Elas precisam estar, significativamente, relacionadas ao que se pretende realizar/agir junto com os alunos. É assim que os projetos de letramento nos conduzem a tomar certas atitudes e a fazer certas escolhas diferentes de outras em que apenas se faz “para” e não “com” o aluno.

Dessa forma, nós, professores e alunos, nos tornamos “agentes de letramento”, desmistificando a responsabilidade única e detentora do gestor do saber (o professor), uma vez que “todos os seres envolvidos em uma prática de letramento – independente de seus papeis sociais e do poder que possuem – são agentes de letramento[...]”. (SANTOS, 2011).

Para tanto, basta estar envolvido na mobilização de saberes em que reside a possibilidade de ação a partir de gêneros textuais/discursivos, o que transcende qualquer expectativa de solidão no processo de ensino-aprendizagem. A agência vem para envolver todos numa aprendizagem colaborativa, outro termo que demanda apropriação, pois consiste numa aprendizagem de “contínuo processo de construção do conhecimento” (OLIVEIRA; TINOCO; SANTOS, 2014, p. 51), um conhecimento que se faz alvo de todos os envolvidos nesse processo. Numa aprendizagem que se estabelece colaborativamente, alunos e professor se tornam verdadeiros aliados em uma mesma causa, cúmplices numa relação, por vezes, tão desgastada pela forma naturalizada de entender que existe quem precisa aprender e quem tem que ensinar. Essa visão unilateral de ensino-aprendizagem pode dar lugar, sim, a uma outra forma de

entendimento da relação professor-aluno(s) mais produtiva – aquela em que professor e aluno funcionam como um time.

A ação colaborativa entre professor e aluno se dá por meio de uma proposta de trabalho em que o docente é um

[...] mediador de instrumentos, assumindo, assim, o papel de agente de letramento. Por outro lado, ao aluno cabe tirar proveito do que lhe é oferecido e construir sua própria aprendizagem (OLIVEIRA; TINOCO; SANTOS, 2014, p. 56).

Nesse perspectiva, alunos e professores se tornam colaboradores e, por isso, agentes de letramento, não excluindo a participação de outras pessoas não vinculadas à sala de aula ou à escola.
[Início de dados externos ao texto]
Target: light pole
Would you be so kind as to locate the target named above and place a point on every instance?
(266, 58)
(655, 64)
Nos projetos de letramento, o ensino da escrita não tem como objetivo primeiro avaliar a produção do aluno, atribuindo-lhe uma mera nota, mas centra-se em situações comunicativas nas quais o aluno está envolvido e através das quais ele escreve para agir sobre o mundo, extrapolando os muros da escola. O que costumamos chamar, naturalmente, de “produção textual” voltada para o verificar o desempenho linguístico de nosso alunado na escrita, tão somente de forma quantitativa, é substituído por “práticas de escrita” com um caráter funcional. Significa traçar um movimento que vai do ensino da forma para a aprendizagem da função, conforme esclarece Kleiman (2006).

Vale-nos destacar ainda que as práticas de leitura e escrita demandadas nos projetos de letramento não se repetem da mesma forma por se realizarem em momentos únicos, com objetivos, modos de realização, interlocutores e situações comunicativas também únicos.